Harry hands Rachel a fresh drink.

“I see you’ve got a drink,” Mary says, happily.

They all sit back down and Mary tells the same details about Harry’s work in Paris.

“Where are these buildings you’re saving?” Rachel asks. The rum has made her bold.

“The fifteenth arrondisement,” Harry says.

“Near that big cemetery? The one with Chopin and Gertrude Stein and everyone?” Rachel asks him.

“Yes,” he answers, obviously excited. “You know Paris?”

“Well, I spent time there, years ago. Almost ten years ago, I guess. I was there in winter. And it rained all the time. That made it even more perfect, roaming around that cemetery in the cold rain.”

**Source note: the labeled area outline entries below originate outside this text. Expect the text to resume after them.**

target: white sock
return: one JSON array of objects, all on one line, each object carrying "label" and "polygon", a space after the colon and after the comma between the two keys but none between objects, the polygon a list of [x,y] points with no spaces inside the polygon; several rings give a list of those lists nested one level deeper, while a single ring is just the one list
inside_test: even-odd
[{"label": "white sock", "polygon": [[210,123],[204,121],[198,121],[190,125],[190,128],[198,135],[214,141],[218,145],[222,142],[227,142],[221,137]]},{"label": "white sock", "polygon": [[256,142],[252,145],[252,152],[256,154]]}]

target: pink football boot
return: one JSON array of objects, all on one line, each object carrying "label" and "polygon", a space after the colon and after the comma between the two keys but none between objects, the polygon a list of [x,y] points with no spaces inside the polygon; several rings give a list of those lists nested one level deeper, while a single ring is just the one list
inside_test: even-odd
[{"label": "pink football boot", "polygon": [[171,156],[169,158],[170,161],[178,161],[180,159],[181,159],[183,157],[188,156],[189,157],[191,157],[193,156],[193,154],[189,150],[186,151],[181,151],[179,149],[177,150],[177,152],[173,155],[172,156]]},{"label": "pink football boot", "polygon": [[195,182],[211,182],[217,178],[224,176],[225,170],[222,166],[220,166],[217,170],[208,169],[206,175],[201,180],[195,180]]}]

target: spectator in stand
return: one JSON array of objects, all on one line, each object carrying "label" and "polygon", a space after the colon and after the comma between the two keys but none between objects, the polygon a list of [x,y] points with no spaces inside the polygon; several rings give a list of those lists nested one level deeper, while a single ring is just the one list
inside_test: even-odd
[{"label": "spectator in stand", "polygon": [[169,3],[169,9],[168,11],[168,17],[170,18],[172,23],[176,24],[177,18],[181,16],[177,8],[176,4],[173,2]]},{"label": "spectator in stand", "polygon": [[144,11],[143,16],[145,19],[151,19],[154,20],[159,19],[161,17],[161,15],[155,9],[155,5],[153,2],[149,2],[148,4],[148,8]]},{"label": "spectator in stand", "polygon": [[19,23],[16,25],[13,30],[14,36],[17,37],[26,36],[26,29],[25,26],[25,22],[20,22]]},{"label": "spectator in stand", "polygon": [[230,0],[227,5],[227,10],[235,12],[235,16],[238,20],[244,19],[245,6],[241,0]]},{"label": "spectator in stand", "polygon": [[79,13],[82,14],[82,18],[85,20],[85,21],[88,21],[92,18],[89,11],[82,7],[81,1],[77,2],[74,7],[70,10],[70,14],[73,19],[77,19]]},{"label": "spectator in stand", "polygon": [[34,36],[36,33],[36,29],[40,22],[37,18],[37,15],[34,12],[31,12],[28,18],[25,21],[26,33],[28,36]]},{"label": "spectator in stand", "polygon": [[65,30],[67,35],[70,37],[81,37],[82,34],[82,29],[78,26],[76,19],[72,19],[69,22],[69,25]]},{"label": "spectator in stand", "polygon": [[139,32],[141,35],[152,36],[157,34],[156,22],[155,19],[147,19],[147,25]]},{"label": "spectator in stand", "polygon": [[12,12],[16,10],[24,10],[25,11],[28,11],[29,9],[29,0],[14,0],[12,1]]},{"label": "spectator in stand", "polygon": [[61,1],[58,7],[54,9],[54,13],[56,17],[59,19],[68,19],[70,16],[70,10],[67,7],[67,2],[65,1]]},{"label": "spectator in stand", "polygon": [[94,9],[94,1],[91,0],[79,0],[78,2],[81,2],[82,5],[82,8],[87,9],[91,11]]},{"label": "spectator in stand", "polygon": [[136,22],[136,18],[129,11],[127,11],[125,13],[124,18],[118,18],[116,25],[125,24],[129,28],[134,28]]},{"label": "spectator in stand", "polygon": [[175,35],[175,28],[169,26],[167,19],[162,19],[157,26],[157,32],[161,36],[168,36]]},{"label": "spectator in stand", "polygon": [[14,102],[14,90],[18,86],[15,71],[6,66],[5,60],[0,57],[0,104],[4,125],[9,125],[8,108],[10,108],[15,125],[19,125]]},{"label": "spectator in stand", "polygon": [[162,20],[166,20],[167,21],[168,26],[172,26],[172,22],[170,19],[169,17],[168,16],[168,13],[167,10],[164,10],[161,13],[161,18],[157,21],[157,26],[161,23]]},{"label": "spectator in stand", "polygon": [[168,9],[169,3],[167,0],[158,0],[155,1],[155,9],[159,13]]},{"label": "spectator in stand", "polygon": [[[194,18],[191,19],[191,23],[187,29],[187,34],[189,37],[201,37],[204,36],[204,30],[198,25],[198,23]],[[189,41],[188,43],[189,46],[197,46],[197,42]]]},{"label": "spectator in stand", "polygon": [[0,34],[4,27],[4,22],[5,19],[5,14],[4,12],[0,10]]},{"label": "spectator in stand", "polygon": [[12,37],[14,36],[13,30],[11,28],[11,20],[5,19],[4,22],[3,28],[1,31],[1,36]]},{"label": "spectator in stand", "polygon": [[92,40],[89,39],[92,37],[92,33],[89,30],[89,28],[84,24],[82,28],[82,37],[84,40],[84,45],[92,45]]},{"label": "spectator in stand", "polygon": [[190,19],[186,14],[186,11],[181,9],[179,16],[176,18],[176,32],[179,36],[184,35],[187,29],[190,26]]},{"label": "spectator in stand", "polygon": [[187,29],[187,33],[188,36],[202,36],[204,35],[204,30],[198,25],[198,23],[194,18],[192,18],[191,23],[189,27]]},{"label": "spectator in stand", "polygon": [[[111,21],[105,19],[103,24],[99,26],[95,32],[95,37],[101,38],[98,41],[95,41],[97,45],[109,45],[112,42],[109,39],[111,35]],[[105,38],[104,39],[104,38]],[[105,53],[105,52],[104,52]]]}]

“Yes,” Harry says. “It would.”

“We rented a drafty apartment near Notre Dame.” Rachel tries to keep her voice from catching. But a rush of warm memories slide over her. The peeling paint on the walls, the sourish smell of falafels from a stand below, the lumpy mattress on their bed. She can almost hear Peter’s poor attempts at romancing her in French. Shut the door, shut the door, he whispered each night as he moved inside her, and Rachel would struggle for a way to do that, to somehow close their bedroom door—though it only opened into a high ceilinged sitting room filled with faded velvet high backed chairs and a worn sofa whose stuffing fell out and floated around the apartment like the fluff from old dandelions. It was weeks before she realized what Peter was whispering to her: Je t’adore.

Harry has rested his hand lightly on her bare arm.

“You have fond memories of living in Paris,” he says.

Rachel can manage only a nod.

“Maybe someday you’ll go back?” he asks.

“Yes,” she tells him, surprising herself with the enthusiasm in her voice, as if by going back she could reclaim something.

THEN LATER, AT DINNER—Mary has made sate, shrimp and chicken, with jasmine rice—Rachel and Harry have their heads bent together like old friends. She is telling him about Europe, how she and Peter spent two years there. She doesn’t mention Peter by name, or that she later married him. Instead, she calls him my friend; she says we.

“We managed to get into Eastern Europe. That was something,” she says.